The principle of the FPI observation is as follows. First, the airglow enters the etalon chamber through the sky scanner. The monochromatic airglow light is captured in an interference image based on the repetition of transmission and reflection inside the etalon chamber. If the source of the airglow moves, that is, approaches or moves away from the observer, the incidence angle of the light forming the interference images becomes large or small, respectively. When the incidence angle of the light changes by ∆θ, the image on the CCD is displaced by ∆x = f∆θ (f: focal length). Thus, the drift velocity can be calculated using the Doppler shift (Wu et al. 2002, 2012).

Because the FPI observes the airglow light from the MLT region, it is critically affected by the weather conditions. Therefore, the wind and temperature data from the FPI for cloudy days are unreliable. A thorough data selection criterion must be established to control the data quality. The FPI is equipped with a cloud detector that uses infrared light to determine the amount of clouds. Details about the cloud index are presented in Table 2. Because the FPI also provides wind errors for the wind measurements, we used the data with wind errors below 20 m/s in this study (Section 3.1) to obtain large enough FPI wind data for the long-term comparison with the MR wind measurements. Beyond Section 3.1, we selected wind data with errors below 10 m/s and a cloud index 1 representing clear sky. As a result, only 16 % of the FPI wind data were used for the comparison.

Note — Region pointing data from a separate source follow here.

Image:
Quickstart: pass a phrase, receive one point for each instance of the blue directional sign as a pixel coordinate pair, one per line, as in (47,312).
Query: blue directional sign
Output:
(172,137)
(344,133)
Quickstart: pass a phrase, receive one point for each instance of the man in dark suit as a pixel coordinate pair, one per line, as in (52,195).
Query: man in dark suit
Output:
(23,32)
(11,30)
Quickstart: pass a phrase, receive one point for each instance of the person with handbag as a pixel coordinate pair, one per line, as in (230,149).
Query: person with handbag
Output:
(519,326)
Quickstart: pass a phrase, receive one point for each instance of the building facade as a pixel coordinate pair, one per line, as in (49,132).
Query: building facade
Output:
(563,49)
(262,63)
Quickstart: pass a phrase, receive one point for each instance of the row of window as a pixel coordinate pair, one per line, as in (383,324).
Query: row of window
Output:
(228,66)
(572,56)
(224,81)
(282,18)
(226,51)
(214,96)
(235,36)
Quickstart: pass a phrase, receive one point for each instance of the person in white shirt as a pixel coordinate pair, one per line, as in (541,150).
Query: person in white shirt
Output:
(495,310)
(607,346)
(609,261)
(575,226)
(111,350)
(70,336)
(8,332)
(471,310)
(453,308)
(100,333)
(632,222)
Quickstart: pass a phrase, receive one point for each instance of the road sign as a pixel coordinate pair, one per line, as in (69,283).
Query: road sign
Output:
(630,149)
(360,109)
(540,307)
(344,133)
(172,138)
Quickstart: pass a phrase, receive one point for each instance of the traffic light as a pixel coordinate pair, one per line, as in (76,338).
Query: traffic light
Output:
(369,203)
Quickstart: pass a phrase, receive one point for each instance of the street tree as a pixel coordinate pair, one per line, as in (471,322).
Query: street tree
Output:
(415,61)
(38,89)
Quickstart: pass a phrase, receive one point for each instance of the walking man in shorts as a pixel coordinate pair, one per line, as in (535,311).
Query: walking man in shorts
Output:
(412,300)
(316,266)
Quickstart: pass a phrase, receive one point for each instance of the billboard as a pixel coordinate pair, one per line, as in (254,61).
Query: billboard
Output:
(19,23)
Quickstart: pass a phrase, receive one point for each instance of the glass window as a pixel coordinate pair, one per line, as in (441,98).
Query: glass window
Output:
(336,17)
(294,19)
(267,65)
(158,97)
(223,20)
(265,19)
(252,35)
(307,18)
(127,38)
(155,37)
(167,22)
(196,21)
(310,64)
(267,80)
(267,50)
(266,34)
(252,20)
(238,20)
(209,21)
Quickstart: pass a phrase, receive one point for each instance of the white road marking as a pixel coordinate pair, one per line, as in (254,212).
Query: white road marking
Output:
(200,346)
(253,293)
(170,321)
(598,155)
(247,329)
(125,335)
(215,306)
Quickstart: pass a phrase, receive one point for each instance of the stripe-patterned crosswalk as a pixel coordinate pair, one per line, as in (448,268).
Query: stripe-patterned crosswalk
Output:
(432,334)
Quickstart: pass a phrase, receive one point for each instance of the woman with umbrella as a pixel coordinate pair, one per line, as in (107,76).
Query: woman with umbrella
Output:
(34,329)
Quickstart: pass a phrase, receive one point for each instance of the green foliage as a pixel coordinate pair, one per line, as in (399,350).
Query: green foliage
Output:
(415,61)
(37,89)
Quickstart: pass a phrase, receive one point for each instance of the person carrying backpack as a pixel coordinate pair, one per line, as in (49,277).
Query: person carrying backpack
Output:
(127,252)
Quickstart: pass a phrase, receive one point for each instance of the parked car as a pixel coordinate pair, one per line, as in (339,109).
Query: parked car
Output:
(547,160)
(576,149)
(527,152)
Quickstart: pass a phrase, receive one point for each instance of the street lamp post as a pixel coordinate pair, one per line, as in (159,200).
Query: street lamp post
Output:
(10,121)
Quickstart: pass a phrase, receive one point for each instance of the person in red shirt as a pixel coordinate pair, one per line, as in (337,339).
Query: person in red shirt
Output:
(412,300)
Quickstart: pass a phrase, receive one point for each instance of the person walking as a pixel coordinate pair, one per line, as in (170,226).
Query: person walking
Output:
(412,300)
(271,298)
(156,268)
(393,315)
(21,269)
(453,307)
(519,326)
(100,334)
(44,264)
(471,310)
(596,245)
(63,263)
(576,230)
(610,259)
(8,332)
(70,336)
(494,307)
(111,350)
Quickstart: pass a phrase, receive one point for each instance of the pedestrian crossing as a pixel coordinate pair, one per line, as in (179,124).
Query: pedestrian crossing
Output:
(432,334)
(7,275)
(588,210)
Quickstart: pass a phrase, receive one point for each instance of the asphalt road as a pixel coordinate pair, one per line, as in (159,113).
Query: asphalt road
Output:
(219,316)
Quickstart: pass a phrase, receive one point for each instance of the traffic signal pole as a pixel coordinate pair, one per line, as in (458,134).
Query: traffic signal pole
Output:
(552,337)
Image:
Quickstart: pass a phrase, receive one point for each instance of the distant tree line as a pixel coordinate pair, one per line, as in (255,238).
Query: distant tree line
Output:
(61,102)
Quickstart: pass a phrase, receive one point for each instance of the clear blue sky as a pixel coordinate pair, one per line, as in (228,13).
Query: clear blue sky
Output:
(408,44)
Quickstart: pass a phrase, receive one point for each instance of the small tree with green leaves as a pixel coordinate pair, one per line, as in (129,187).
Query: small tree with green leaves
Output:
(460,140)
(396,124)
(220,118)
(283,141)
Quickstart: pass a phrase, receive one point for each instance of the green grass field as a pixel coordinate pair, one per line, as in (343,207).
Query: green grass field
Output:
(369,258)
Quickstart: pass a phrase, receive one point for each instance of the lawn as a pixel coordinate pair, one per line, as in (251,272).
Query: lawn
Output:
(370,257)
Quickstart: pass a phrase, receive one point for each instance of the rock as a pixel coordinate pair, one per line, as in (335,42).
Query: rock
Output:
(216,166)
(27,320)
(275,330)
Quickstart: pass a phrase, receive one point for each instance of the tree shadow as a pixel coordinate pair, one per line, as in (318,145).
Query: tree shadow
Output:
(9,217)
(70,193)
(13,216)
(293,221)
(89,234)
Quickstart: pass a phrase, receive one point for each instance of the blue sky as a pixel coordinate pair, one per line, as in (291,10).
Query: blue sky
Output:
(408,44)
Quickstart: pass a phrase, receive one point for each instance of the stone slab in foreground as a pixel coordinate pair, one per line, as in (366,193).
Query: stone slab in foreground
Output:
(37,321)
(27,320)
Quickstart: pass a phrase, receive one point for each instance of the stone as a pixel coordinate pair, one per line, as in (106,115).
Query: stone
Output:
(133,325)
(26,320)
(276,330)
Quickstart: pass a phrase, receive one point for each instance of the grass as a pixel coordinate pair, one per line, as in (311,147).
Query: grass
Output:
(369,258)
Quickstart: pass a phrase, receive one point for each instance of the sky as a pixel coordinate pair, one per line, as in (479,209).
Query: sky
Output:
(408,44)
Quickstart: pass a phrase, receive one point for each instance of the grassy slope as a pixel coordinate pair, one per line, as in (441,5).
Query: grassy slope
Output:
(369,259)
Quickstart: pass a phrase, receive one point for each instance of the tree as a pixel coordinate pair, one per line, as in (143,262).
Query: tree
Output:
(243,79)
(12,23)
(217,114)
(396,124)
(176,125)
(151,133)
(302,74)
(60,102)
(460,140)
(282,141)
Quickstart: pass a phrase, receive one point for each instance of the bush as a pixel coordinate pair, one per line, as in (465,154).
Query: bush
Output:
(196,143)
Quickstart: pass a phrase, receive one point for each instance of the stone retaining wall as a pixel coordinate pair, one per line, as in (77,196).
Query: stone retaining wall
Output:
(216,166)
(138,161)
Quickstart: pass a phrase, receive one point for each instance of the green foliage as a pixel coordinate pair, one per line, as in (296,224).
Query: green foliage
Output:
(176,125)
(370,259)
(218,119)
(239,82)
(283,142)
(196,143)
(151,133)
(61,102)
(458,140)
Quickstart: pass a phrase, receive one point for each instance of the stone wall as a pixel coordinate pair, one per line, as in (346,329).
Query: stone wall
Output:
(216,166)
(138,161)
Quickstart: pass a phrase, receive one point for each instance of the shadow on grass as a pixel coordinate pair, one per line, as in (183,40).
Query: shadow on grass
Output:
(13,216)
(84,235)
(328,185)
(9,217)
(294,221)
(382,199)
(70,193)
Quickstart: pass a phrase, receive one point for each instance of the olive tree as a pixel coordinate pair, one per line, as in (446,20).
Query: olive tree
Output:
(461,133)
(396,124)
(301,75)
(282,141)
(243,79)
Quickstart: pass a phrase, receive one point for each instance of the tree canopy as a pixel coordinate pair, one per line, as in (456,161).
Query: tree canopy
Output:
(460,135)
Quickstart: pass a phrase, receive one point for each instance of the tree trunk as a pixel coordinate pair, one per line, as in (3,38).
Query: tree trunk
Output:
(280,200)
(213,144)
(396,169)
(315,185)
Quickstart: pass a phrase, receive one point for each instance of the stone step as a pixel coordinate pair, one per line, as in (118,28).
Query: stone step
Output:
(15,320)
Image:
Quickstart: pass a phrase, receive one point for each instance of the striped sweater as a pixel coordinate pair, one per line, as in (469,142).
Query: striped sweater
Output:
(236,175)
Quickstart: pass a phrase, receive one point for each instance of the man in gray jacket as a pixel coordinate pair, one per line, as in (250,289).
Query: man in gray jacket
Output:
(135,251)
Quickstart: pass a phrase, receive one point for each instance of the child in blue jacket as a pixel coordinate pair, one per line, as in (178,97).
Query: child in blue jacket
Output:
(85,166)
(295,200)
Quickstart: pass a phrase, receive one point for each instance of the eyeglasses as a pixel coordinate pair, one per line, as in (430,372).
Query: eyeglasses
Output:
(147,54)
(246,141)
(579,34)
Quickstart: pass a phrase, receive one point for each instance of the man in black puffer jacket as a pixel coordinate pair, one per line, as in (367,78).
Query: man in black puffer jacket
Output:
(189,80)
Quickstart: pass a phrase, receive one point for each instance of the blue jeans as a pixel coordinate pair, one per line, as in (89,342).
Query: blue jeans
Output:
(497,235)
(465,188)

Table 2. Cloud index information

*Sky T.: Sky temperature

*http://diffractionlimited.com/product/boltwood-cloud-sensor-ii/

3. RESULTS AND DISCUSSION

3.1 Comparison of Hourly Winds Measured by MR and FPI

Fig. 2 shows the hourly wind data at altitudes of 87 and 97 km measured by the FPI (with filters for OH 892.0 nm and OI 557.7 nm airglows) and MR as function of the day of year (DOY) and universal time (UT). The weather conditions defined by the cloud index significantly affect the wind error during FPI data analysis, resulting in a limited time coverage of the wind observations. Although the individual wind values from FPI and MR significantly differ from each other, their local time variations are in good agreement over the entire observation period in 2017. For example, both the FPI and MR simultaneously observed strong eastward zonal wind flow at 87 km (97 km) at ~02:00 UT (01:00 UT) and strong westward wind at ~07:00 UT. With respect to meridional wind, the two instruments measured consistent wind features; southward wind at ~01:00 UT (24:00 UT) at 87 km (97 km) and northward wind at ~05:00 UT (08:00 UT) at 87 km (97 km).

Fig. 2. Hourly neutral wind measured with the FPI (OH 892.0 nm and OI 557.7 nm) and MR (87 km, 97 km) as a function of the DOY and UT.

To compare the winds from the FPI with those from the MR on an hourly basis, we selected four independent days with continuous FPI wind measurements under good weather conditions. Fig. 3 shows the hourly wind vectors from the FPI at 87 and 97 km as a function of the UT and height. The wind vector fields from the MR for altitudes from 75 to 105 km are also presented. Although the FPI winds match the MR winds at 97 km, significant discrepancies are observed at 87 km.

Fig. 3. Hourly FPI (red arrow: OI 557.7 nm, blue arrow: OH 630.0 nm) and MR (grey arrow) wind vectors as a function of the UT and height for four sampling days. The dash-dotted lines represent the nominal altitudes of the OI and OH airglow layers of 87 and 97 km, respectively​​​​​​​.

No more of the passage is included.